I can help. Since you said it is your first fretless banjo I infer you also have a fretted banjo.
Thank you kindly Sir for this valuable information
It is clear and understandable. It will be a big help.
I'm ready now so...bring on the banjo!!
The pleasure is all mine Ron! I am happy to be of help. And, I forget to address something I am sure you will be wondering. "Will the "Crayola Washable Kid's Paint" react badly with the finish on my new Boucher Banjo?" Well, not knowing exactly what the finish is I cannot answer with 100% certainty, but I have never found it to leave a permanent mark. To guard against this from being a possibility, rub a little wee bit of wax-furniture-polish over the area where you will paint the dots. It will put a little wax barrier between the washable paint and the finish on the neck of the wood. It is doubtful that the dots will rub off because your thumb will likely not be passing over that part of the neck. And if they do happen to rub off, well, no big deal, just touch em' up! Let us know how it works out for you!
Another thing to do is to use a tuner and watch the accuracy of your pitches.
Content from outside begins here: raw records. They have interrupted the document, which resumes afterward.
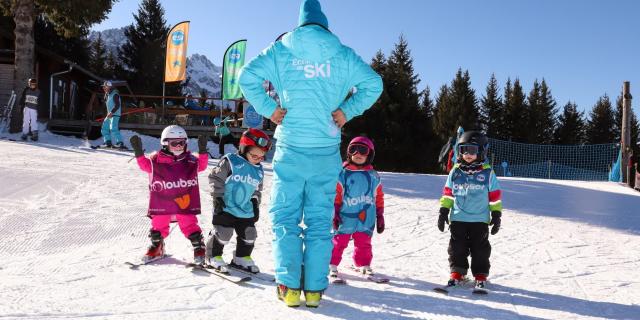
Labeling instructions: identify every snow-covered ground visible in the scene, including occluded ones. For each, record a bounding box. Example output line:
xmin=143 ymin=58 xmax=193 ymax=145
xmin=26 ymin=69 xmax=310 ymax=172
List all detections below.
xmin=0 ymin=128 xmax=640 ymax=320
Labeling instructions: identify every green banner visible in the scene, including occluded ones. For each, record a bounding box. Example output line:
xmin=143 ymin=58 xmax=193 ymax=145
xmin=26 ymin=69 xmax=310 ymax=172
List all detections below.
xmin=222 ymin=40 xmax=247 ymax=100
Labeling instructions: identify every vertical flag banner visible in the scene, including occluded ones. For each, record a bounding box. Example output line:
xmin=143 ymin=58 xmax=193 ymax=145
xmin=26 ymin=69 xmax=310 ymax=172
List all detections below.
xmin=164 ymin=21 xmax=189 ymax=82
xmin=222 ymin=40 xmax=247 ymax=100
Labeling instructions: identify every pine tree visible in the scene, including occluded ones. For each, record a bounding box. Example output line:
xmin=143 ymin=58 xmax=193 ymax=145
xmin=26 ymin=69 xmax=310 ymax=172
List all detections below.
xmin=0 ymin=0 xmax=114 ymax=133
xmin=89 ymin=33 xmax=113 ymax=78
xmin=614 ymin=94 xmax=640 ymax=150
xmin=586 ymin=94 xmax=617 ymax=144
xmin=104 ymin=52 xmax=122 ymax=79
xmin=554 ymin=102 xmax=586 ymax=145
xmin=529 ymin=79 xmax=556 ymax=144
xmin=504 ymin=78 xmax=529 ymax=142
xmin=119 ymin=0 xmax=169 ymax=95
xmin=480 ymin=73 xmax=504 ymax=138
xmin=434 ymin=69 xmax=480 ymax=141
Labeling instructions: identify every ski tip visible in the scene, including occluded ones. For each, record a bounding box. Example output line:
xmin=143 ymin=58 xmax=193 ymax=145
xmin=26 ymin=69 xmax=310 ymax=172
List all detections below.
xmin=433 ymin=287 xmax=449 ymax=294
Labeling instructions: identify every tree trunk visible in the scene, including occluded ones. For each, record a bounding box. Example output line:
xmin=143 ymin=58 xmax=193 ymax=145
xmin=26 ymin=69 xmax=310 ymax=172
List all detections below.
xmin=9 ymin=0 xmax=36 ymax=133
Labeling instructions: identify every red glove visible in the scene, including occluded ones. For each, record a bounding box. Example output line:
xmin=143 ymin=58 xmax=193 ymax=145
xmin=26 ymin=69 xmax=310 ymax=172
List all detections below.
xmin=376 ymin=208 xmax=384 ymax=233
xmin=333 ymin=205 xmax=342 ymax=230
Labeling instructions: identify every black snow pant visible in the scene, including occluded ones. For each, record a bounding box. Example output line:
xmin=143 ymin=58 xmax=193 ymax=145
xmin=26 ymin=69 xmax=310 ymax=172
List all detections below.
xmin=211 ymin=134 xmax=240 ymax=157
xmin=207 ymin=212 xmax=257 ymax=257
xmin=448 ymin=221 xmax=491 ymax=276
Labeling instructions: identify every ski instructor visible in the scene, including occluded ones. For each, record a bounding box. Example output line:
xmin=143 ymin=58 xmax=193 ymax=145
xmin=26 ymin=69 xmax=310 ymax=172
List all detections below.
xmin=240 ymin=0 xmax=382 ymax=307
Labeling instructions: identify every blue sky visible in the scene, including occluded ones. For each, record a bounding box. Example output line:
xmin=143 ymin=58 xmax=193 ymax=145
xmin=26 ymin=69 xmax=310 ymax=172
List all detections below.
xmin=93 ymin=0 xmax=640 ymax=113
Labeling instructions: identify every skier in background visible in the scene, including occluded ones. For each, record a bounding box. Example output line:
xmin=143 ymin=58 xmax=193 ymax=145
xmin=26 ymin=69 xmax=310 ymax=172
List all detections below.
xmin=239 ymin=0 xmax=382 ymax=307
xmin=438 ymin=131 xmax=502 ymax=290
xmin=329 ymin=137 xmax=384 ymax=279
xmin=100 ymin=81 xmax=124 ymax=148
xmin=20 ymin=78 xmax=40 ymax=141
xmin=130 ymin=125 xmax=209 ymax=264
xmin=206 ymin=129 xmax=271 ymax=273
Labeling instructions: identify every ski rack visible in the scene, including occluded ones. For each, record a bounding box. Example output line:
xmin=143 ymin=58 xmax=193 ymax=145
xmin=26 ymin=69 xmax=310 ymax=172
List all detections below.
xmin=0 ymin=90 xmax=16 ymax=132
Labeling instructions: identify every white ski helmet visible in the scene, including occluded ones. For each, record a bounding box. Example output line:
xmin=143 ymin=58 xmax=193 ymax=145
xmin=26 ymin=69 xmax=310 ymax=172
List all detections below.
xmin=160 ymin=125 xmax=188 ymax=146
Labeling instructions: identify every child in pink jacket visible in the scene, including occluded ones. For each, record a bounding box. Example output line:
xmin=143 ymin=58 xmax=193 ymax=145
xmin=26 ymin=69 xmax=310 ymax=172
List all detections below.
xmin=329 ymin=137 xmax=384 ymax=278
xmin=130 ymin=125 xmax=209 ymax=264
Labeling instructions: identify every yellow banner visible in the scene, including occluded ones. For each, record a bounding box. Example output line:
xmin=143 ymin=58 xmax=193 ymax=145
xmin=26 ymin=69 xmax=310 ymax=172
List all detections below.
xmin=164 ymin=21 xmax=189 ymax=82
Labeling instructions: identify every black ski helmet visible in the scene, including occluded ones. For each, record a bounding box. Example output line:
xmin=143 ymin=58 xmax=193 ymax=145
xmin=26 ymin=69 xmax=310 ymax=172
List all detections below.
xmin=457 ymin=131 xmax=489 ymax=163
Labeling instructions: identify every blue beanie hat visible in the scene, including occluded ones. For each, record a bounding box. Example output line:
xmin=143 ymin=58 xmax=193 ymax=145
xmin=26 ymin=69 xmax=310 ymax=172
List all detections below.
xmin=298 ymin=0 xmax=329 ymax=29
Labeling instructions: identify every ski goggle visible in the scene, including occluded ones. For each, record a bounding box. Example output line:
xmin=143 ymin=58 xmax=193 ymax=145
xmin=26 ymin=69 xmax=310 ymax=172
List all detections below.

Usually you find a landmark on the neck to mark the important ones....like 5 and 7. The others will take care of themselves. But, watch your pitch...sometimes it does not sound like you think it does.
This is really good advice for all players new to minstrel banjo. Even helps those of us who are not quite new, I think I will go back and check out my banjo's set up to make sure it sounds right. Thanks.
I have mapped out some of the significant landmarks on the Boucher double ogee neck on some photographs of the neck of the banjo I built. It has a Boucher double ogee on it, even though the peghead was designed by me.
The web page also discusses how I tune the banjo without using a tuner. It is done entirely by chiming the strings, so there is no estimated fretting required and no electronic gadgetry.
I do bring the banjo up to its initial pitch using an electronic tuner, but after that I prefer to use relative tuning. It's a lot quicker.
I don't know if your Bell will map out the same way as my home-spun banjo, but this can be a starting point where you can begin looking. It is an adventure.